I had a dental appointment yesterday down at the medical center. And because there is still so much to get ready for the rodeo I told Doug if he’d take me there I’d take Metro to get home so he wouldn’t have to wait for me. Other than commuters who use the various park and ride lots on the outskirts of the city then take the bus downtown to work, most Houstonians just don’t use mass transit. It’s somewhat of an alien concept; at least to those of us who were raised here.
I actually once dated a guy from Boston who didn’t get his drivers license til he was 30. He said he just never needed a car til he was moving to Texas. I remember thinking that seemed so odd to me.
So knowing that I was going to be traveling with the huddled masses I went to the Metro site yesterday to use their trip planner. I wanted to be prepared. According to their computer there was no way to get home from there. Knowing that was wrong (I knew I could at least get within about 5 mi.) I called back to speak to a human. Anthony at Metro was actually very helpful and gave me all the information I needed.
I’d been lulled into a false sense of preparedness.
At 5 pm I walked from the dentist to the train, bought my ticket, and made it without incident. After the train I had to change to a bus. I was ready. I had cash in hand when I boarded the bus and went to put the money in the money box thingy by the driver.
He stopped me.
“Where’s your Q card?” he asked.

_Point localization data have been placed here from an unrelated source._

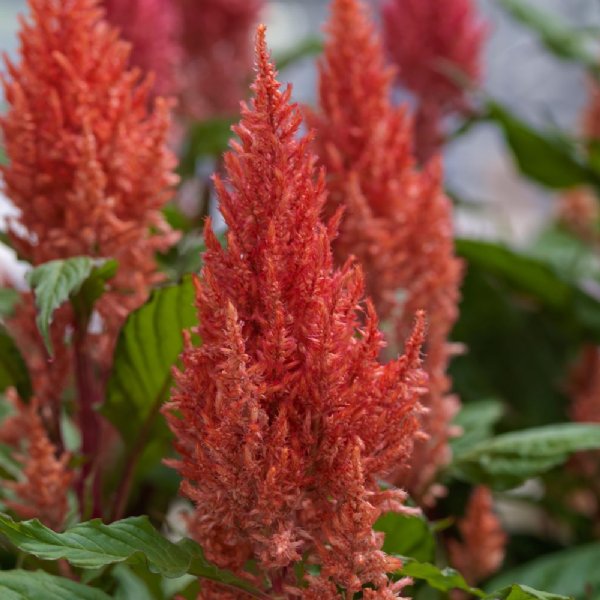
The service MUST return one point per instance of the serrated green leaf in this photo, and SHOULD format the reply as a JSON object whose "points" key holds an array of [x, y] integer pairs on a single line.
{"points": [[133, 541], [441, 579], [509, 459], [148, 347], [476, 421], [35, 585], [523, 592], [407, 536], [540, 156], [13, 370], [54, 282], [572, 572]]}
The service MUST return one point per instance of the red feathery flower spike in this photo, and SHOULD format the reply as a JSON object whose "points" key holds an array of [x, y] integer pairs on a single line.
{"points": [[42, 492], [89, 168], [152, 27], [217, 61], [397, 220], [481, 552], [437, 46], [284, 417]]}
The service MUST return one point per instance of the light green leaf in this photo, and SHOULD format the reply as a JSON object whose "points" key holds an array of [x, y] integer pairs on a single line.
{"points": [[476, 420], [572, 572], [444, 579], [564, 42], [148, 347], [509, 459], [13, 370], [54, 282], [8, 300], [407, 536], [542, 157], [306, 48], [133, 541], [523, 592], [35, 585]]}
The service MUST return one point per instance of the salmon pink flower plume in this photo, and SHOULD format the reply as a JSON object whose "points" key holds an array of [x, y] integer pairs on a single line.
{"points": [[217, 62], [46, 478], [89, 168], [397, 220], [437, 47], [152, 27], [481, 552], [284, 418]]}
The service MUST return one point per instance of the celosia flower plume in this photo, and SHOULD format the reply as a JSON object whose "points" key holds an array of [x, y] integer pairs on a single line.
{"points": [[89, 169], [284, 417], [46, 478], [481, 552], [152, 27], [437, 47], [397, 220], [217, 60]]}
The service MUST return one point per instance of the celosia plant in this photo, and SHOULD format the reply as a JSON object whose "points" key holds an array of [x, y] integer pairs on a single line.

I’m sure I looked like the RCA dog with my head tilted as he repeated the question. “Where’s your Q card?” By the time he repeated the question a second time there were 10 people lined up behind me all anxious to get home. By this time it was about 5:30, prime time for commuters.

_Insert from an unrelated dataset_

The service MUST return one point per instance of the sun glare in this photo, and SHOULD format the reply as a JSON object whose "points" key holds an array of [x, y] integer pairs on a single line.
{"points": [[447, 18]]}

“Just sit down.” he said with resignation. And I did, as fast as I could which happened to be in the first seat. As I sat there putting the cash back into my purse, all the people who’d been standing behind me boarded the bus flashed their Q cards and looked at me like I should be riding on the ” short bus”. I got the same look from the people on 5the bus who’d been witness to my shame.
I felt like everyone else was a member of a secret club; one to which I was not a member. They all had their secret decoder rings.
A woman in the seat behind mine took pity on me and explained the Q card, something Anthony at Metro had completely omitted telling me about, that bastard.
I rode the rest of the way quietly not wanting to draw any more attention to myself. We got to the final stop, the doors opened and I just sat there. Since I’d taken 2 Benedryl before the dentist and still had a boatload of lidocaine in my mouth, I planned to exit the bus last, so if somehow I made a fool of myself exiting the bus like I did entering it no one would see.
Everyone lined up to exit the bus and stood there for about 90 seconds not saying a thing. Then they started filing by me giving me the same condescending look I’d gotten when I got on the damn bus.
WTF?? What could I possibly have I done now?
When everyone else was off the bus, the bus driver looked at me and said “You were supposed to get off first.” as he pointed to a sign which said the first seat was reserved for people with disabilities. I’d been in such a hurry to sit down I hadn’t even noticed.
I probably reminded them of Kramer.
Check out the clip from about 2:13 onward. Sorry you’ve got to click on the link. The embedding was disabled.
And no, I’m not making fun of anyone but myself. Remember that after Brett’s stroke he was in resource classes for years.